Former PNP General Secretary Paul Burke said that the cost for mobilisation varies widely depending on constituency demographics and topography.

Those cost-inducing election day variables may include the weather, terrain, and the size of the constituency to be covered.

“Take Hope Pastures, for example, where most people have motor vehicles. The demand on personal transport is not going to be the same like in August Town. It is a community-by-community situation, so the spend will vary.

Burke said that the rural constituency of Clarendon South Eastern, with its 140 polling divisions (PDs), could need about 50 cars to churn out the vote efficiently and fast enough to set the momentum.

Pearnel Charles Jr, the incumbent JLP candidate in Clarendon South Eastern, agreed that mobilisation on the big day is both time-consuming and costly.

“Don’t hold me to that number, but you can see the amount of money we are talking about,” Charles said in reference to Burke’s 50-car estimate.

“Drivers will have to be paid and gas money provided. So it’s a big part of the logistics that we have to provide.”

There are more than 60,000 residents in Clarendon South Eastern, but only about half that number are eligible to vote in Thursday’s election.

TRANSPORT FOR RURAL AREAS

St Catherine Southern incumbent Fitz Jackson said that candidates in rural constituencies were forced to contract more taxi and bus operators than their counterparts in urban constituencies.

For good measure, he cited, as an example, St Mary South Eastern, which he said will require more cars to transport voters than in his own constituency because polling stations are spread widely.

“Some constituencies are spread over a wide area, maybe five, six times the size of my St Catherine Southern constituency, even though it may have a smaller voting population,” said Jackson.

“They will have to hire more vehicles to get the job done because most of their PDs would be spread over a wider area than my constituency due to population density”.

There are roughly 38,000 eligible voters in St Catherine Southern.

Jackson said that transportation requirements are also depressed because St Catherine Southern is semi-urban.
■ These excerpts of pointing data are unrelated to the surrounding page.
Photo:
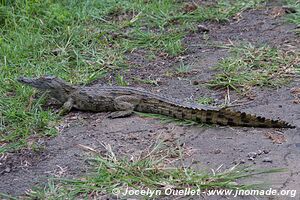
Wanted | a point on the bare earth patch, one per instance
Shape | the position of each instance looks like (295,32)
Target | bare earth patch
(64,156)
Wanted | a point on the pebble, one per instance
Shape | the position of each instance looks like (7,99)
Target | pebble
(252,154)
(266,151)
(267,159)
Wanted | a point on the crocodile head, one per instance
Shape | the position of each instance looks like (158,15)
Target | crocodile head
(56,87)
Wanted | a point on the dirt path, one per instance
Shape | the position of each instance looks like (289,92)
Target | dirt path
(214,146)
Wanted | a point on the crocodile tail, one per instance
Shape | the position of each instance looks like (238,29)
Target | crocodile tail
(229,117)
(237,118)
(210,115)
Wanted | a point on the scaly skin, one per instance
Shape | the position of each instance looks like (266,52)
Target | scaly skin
(123,101)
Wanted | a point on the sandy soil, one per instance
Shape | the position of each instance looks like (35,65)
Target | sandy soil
(213,146)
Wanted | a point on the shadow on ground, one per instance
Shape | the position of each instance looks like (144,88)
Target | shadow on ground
(64,155)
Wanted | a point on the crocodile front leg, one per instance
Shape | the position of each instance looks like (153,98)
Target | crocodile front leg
(67,106)
(124,106)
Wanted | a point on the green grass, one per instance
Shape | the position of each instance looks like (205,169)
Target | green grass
(205,100)
(151,169)
(294,17)
(250,66)
(81,41)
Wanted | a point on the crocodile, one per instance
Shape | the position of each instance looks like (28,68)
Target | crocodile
(124,101)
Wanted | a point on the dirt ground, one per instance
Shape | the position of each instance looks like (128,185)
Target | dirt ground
(64,156)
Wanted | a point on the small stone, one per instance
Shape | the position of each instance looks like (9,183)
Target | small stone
(7,170)
(202,28)
(217,151)
(266,151)
(267,159)
(195,82)
(252,154)
(259,152)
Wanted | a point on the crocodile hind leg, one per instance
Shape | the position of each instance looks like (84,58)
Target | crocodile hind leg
(124,106)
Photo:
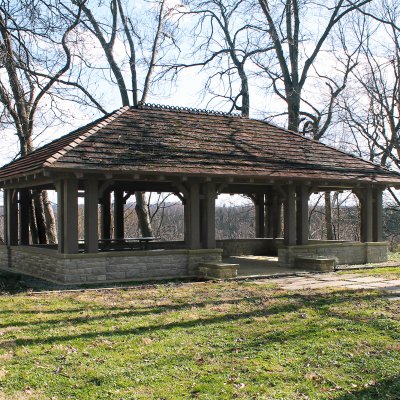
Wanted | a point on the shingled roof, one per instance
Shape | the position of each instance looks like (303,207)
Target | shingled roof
(183,142)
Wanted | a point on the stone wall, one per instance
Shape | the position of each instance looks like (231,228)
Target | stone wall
(255,247)
(105,267)
(343,252)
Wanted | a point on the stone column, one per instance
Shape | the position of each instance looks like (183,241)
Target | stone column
(302,215)
(70,216)
(24,217)
(12,217)
(259,208)
(91,216)
(192,216)
(119,229)
(366,215)
(105,210)
(377,218)
(290,216)
(208,216)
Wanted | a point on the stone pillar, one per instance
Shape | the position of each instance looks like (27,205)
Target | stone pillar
(12,217)
(207,205)
(302,215)
(91,216)
(192,217)
(366,215)
(70,216)
(259,207)
(377,218)
(119,229)
(290,216)
(24,198)
(105,210)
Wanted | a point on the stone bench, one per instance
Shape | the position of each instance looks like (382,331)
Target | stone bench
(315,263)
(218,270)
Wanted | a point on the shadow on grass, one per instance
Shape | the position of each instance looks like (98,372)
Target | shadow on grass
(386,389)
(317,303)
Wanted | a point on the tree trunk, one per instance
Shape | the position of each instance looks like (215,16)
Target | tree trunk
(143,215)
(328,216)
(50,222)
(40,217)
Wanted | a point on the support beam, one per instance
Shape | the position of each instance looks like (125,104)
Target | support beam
(119,229)
(105,215)
(192,217)
(366,215)
(24,199)
(276,217)
(290,216)
(302,215)
(208,216)
(12,217)
(377,218)
(60,215)
(91,216)
(70,216)
(5,220)
(259,208)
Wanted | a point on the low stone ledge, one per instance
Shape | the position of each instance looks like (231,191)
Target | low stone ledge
(322,264)
(218,270)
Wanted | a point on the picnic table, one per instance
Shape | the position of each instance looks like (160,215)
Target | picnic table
(120,243)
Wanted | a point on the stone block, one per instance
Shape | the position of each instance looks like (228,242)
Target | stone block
(218,270)
(315,263)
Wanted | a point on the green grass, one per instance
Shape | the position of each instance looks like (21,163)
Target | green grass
(200,341)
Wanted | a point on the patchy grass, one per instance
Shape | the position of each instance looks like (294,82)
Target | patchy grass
(199,341)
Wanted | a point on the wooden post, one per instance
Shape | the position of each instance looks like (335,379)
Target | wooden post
(377,234)
(12,217)
(276,218)
(60,215)
(290,216)
(119,229)
(24,217)
(105,215)
(259,208)
(192,217)
(366,215)
(5,221)
(70,216)
(91,216)
(302,215)
(208,216)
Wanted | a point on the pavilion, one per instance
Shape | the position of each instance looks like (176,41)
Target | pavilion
(197,155)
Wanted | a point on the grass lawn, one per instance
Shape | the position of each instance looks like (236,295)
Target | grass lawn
(200,341)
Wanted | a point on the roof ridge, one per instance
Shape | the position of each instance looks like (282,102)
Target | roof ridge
(190,110)
(104,122)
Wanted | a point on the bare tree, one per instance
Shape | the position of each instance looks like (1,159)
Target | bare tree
(225,36)
(114,25)
(288,30)
(24,86)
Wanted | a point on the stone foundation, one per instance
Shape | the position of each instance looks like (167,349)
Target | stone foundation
(113,266)
(342,252)
(255,247)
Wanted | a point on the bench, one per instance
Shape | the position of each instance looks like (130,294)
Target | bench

With most residents from the middle-income bracket, transportation could cost about $500,000.

The PNP chairman, who is seeking a sixth term as MP, has in place a voucher-payment arrangement where designated drivers can access petrol at a prescribed gas station, eliminating the need for cash in hand, which could cause logistical problems.

Jackson said election day expenses covering food – two meals for the day – could run above $1 million.

Montego Bay-based taxi operator Dean Fletcher, better known as ‘Crab’, said he is ready to help bring success to the JLP, which he has been supporting since a teenager. He charged around $20,000 for his services in the 2016 general election.

Fletcher, 28, said he again plans to transport voters on election day but noted that he is mindful of coronavirus risks.

“It’s nothing new. We have been doing this for years, with the only difference now being this COVID-19 thing. But we are ready for that,” he said.